Figure 5: Using large model code context summary analysis to accurately identify sensitive account password plaintext
In addition, we tried a variety of prompt strategies for optimization. We found that compared to directly asking the big model to determine whether there is a sensitive key plaintext, the big model is better at analyzing and summarizing the code logic and semantics. Therefore, when designing the prompt, we let the big model answer multiple questions, and then summarize and analyze the questions to determine whether there is a sensitive key plaintext. In the end, the model accuracy was greatly improved.
AI improves risk detection accuracy and boosts business handling efficiency
We have summarized two main scenarios that affect business processing efficiency: ① False positive cases, that is, there is no plain text of sensitive keys but the corresponding risks are prompted; ② Sample keys/passwords, which will not cause harm even if leaked.
To solve the above problems, we use a large model to judge whether it is a sample or fake key according to the context and score the key's availability, so as to filter out false positive cases and sample keys and focus on pushing real key plaintext risks. This will enable the business team to devote more energy to effective risk remediation rather than risk false positive confirmation and sample key remediation.
Figure 6: Example of password recognition using a large model
In a risk assessment set of 740 hard-coded key detection cases, compared with traditional rules, the large model increased the accuracy of hard-coded key detection by 33pp to 97% without missing any negatives.

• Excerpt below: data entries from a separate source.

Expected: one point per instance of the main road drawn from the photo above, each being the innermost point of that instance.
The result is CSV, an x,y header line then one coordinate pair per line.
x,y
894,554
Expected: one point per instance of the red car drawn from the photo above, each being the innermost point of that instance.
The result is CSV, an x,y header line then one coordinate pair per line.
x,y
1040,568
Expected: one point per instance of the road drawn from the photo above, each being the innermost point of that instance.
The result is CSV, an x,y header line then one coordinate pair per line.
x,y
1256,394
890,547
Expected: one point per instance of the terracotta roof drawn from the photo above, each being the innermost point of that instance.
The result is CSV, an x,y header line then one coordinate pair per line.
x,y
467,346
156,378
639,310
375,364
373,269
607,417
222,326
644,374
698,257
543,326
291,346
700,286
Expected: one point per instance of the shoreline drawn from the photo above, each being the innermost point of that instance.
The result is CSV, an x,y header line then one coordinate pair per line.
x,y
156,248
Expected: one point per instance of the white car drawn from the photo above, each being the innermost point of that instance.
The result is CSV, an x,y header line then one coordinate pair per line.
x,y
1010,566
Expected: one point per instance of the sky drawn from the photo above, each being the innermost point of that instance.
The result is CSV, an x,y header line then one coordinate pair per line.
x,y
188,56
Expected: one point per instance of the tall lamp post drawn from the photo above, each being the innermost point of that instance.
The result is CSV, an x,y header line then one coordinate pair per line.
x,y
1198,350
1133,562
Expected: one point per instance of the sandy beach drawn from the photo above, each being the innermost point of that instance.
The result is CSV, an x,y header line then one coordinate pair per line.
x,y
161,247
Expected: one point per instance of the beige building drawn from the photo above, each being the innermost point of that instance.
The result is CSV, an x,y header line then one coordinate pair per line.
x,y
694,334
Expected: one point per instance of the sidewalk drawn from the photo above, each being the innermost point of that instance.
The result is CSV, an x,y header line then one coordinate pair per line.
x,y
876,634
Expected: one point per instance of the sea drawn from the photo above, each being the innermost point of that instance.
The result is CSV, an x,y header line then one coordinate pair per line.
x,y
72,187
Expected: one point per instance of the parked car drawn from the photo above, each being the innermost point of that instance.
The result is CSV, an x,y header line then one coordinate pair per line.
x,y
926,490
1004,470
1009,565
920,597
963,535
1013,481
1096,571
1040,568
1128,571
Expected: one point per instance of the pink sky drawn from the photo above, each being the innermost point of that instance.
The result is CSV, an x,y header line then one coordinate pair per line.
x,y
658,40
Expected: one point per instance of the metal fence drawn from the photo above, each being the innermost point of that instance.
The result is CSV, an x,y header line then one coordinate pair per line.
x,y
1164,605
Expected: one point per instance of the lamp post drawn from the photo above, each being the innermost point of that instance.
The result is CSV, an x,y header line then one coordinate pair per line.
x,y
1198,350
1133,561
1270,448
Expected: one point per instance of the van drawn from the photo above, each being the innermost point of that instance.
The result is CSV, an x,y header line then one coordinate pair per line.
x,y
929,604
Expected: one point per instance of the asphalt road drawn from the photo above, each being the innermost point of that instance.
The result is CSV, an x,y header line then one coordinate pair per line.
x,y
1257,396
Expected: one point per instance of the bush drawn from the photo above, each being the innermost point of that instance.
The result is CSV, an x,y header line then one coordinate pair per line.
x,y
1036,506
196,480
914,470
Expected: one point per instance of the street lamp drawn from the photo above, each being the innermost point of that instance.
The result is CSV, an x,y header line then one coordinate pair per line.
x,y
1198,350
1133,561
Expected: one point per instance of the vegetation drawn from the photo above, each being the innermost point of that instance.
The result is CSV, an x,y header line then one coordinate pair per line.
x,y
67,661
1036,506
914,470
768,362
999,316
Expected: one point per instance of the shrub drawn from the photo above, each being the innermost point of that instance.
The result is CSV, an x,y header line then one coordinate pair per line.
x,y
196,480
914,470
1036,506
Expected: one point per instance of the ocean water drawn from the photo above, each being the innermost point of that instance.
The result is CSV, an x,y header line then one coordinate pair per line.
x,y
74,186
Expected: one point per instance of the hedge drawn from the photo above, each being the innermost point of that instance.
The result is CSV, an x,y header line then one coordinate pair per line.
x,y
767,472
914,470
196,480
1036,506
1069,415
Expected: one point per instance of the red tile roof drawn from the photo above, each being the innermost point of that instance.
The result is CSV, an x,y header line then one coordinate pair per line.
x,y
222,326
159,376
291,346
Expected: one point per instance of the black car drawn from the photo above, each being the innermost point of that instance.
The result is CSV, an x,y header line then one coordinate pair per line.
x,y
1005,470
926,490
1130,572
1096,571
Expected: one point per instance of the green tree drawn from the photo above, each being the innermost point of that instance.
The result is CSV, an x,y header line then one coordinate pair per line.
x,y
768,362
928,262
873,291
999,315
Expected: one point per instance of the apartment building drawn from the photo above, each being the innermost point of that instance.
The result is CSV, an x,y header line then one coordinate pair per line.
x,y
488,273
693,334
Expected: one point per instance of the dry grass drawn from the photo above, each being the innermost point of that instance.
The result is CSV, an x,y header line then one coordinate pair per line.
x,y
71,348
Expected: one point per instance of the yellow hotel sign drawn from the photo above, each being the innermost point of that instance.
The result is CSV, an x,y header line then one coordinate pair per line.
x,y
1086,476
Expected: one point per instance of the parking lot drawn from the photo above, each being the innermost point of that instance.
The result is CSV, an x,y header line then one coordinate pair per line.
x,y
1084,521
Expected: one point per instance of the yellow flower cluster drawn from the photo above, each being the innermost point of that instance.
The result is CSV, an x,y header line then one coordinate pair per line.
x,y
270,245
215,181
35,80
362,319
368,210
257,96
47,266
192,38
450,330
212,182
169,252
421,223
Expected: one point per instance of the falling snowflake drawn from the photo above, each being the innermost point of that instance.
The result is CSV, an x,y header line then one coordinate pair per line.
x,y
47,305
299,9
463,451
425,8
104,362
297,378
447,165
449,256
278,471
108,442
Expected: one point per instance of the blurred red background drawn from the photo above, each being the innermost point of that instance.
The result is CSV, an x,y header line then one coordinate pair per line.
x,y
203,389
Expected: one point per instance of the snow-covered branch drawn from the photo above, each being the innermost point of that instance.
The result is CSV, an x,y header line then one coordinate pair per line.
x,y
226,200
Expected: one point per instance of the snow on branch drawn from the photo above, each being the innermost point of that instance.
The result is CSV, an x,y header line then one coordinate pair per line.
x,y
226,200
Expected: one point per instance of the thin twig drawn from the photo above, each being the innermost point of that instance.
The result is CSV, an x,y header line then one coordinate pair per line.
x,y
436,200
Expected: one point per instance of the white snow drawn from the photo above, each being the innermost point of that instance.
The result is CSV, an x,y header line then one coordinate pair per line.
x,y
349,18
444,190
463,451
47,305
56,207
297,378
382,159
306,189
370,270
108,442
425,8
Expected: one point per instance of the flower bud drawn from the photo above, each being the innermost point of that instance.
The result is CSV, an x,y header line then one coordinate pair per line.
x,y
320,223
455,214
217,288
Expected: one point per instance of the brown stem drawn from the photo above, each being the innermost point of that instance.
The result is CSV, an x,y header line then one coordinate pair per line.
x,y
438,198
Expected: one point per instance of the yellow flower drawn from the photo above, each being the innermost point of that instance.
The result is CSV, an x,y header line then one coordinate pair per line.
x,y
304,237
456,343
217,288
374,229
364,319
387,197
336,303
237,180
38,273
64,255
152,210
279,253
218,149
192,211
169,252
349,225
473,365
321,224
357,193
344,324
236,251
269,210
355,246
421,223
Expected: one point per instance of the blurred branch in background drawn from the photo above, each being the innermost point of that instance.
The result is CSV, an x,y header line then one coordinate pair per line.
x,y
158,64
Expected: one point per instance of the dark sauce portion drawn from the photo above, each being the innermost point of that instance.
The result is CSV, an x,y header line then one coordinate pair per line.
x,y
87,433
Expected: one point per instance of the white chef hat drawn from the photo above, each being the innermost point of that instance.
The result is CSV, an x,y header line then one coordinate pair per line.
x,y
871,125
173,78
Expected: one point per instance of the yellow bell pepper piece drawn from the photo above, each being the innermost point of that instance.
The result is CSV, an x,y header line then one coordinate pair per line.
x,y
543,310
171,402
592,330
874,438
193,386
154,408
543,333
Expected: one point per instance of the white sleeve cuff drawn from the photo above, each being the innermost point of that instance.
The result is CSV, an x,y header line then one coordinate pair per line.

Figure 7 Comparison of the improvement effect of introducing large model capabilities in key hard-coding detection scenarios compared with traditional rules
This article mainly introduces the key hard-coding detection scenario. By effectively combining the capabilities of the mixed large model with the traditional detection strategy, the accuracy is greatly improved compared with the traditional key hard-coding detection strategy.
Of course, there are still some areas that need to be optimized in the current model. For example, there are still some inaccurate recognitions in the sample key, template key, and test key scenarios. We will continue to try to further optimize it.

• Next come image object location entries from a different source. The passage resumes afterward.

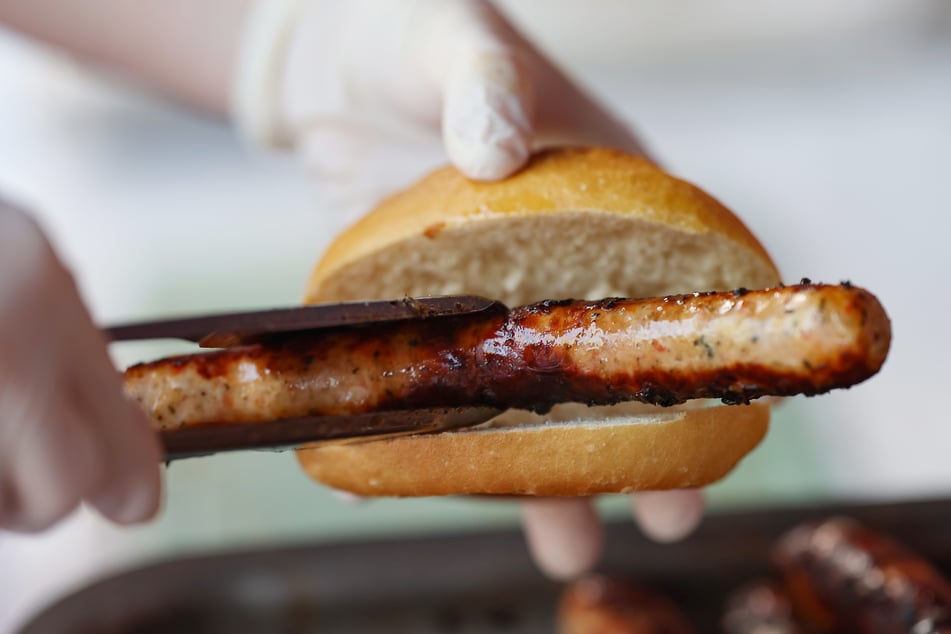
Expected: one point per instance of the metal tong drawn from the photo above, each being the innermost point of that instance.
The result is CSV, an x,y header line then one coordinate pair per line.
x,y
248,328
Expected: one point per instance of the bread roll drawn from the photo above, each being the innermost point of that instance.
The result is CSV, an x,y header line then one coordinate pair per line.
x,y
583,223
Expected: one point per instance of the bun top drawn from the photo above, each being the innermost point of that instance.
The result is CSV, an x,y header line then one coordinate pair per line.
x,y
582,223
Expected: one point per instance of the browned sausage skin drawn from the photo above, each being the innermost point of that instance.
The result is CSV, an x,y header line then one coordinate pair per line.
x,y
599,604
736,346
842,576
761,607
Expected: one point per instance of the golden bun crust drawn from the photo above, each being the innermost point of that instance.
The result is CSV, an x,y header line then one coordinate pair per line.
x,y
585,223
582,223
650,452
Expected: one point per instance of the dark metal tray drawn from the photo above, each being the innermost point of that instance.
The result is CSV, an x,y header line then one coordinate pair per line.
x,y
449,584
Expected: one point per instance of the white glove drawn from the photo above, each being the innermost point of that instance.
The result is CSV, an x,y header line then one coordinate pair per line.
x,y
360,82
67,433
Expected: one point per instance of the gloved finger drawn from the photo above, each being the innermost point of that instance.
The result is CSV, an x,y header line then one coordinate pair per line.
x,y
668,516
488,102
56,462
131,490
564,535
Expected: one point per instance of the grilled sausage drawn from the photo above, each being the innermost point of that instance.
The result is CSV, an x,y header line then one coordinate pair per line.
x,y
845,577
761,607
599,604
736,346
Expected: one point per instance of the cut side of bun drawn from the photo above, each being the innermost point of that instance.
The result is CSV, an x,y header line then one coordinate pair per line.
x,y
580,223
661,450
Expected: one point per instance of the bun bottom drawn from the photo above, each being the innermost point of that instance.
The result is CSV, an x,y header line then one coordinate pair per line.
x,y
661,450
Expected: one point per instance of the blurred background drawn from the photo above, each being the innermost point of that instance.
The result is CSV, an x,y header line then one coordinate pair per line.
x,y
825,126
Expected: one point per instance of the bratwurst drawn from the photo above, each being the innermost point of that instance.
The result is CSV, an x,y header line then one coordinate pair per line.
x,y
735,346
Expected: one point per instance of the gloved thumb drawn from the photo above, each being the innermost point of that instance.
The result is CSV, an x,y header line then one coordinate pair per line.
x,y
488,104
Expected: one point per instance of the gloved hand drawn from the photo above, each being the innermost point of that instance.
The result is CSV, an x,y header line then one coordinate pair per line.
x,y
67,434
363,77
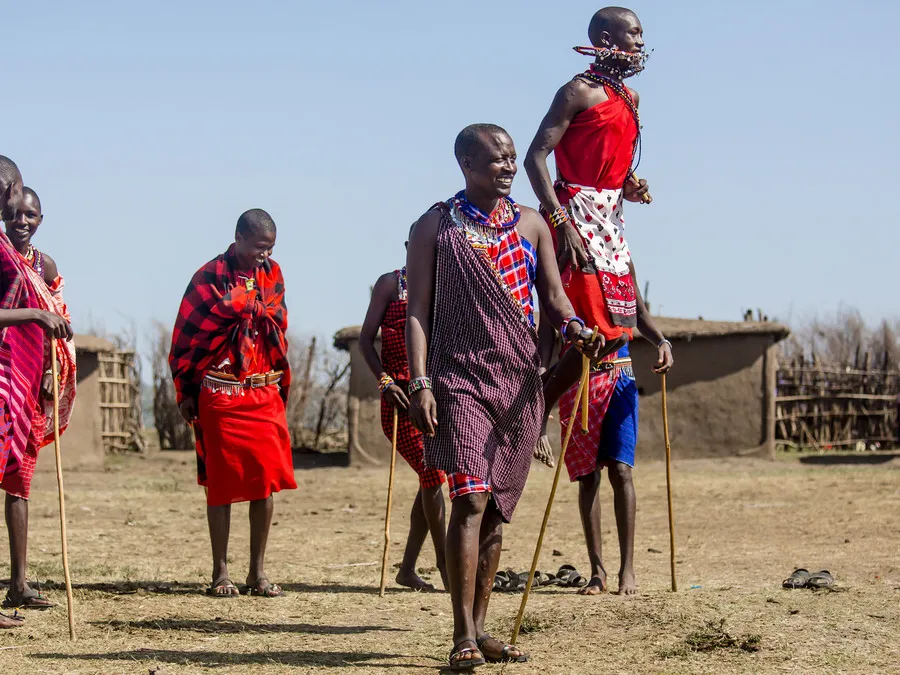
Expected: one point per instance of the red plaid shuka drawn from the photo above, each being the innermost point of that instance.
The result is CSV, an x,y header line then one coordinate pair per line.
x,y
219,317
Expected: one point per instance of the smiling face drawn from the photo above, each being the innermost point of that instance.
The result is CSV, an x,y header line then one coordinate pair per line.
x,y
253,248
28,218
491,166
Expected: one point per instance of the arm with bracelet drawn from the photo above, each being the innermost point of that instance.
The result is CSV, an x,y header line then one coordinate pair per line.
x,y
420,272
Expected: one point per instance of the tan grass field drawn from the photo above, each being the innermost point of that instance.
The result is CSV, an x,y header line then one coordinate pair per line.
x,y
139,555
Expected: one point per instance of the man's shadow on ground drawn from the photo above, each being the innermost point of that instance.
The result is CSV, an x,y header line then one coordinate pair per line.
x,y
300,658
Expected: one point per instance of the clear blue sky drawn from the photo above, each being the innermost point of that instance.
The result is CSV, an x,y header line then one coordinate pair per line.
x,y
770,142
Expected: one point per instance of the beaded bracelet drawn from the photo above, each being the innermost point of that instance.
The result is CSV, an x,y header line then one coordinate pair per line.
x,y
385,383
419,384
559,217
566,325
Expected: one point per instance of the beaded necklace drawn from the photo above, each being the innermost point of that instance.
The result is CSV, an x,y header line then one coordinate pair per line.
x,y
403,291
482,230
629,63
594,75
484,233
35,258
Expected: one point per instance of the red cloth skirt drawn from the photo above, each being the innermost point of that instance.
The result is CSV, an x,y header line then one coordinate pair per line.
x,y
243,446
18,469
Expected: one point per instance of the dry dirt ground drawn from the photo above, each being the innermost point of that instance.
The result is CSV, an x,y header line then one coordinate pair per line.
x,y
139,556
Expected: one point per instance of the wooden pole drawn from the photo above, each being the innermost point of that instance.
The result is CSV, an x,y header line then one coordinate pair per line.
x,y
582,385
54,367
669,484
585,394
387,514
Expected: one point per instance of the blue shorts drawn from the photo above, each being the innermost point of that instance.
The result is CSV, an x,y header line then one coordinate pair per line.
x,y
619,436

In addition, we are also trying to shift the detection of sensitive key plaintext to the encoding and CR stage. That is, based on Copilot & AI CR, we can automatically detect whether there is sensitive key plaintext in the code when the user is encoding. We strive to achieve real-time encoding and real-time detection, and ultimately completely eliminate the problem of sensitive key plaintext leakage!
With the rapid iteration of big model technology, we will continue to explore the combination of big models and code security, break the boundaries of original technical capabilities, solve security risk problems for the business, and provide a more considerate security product service experience.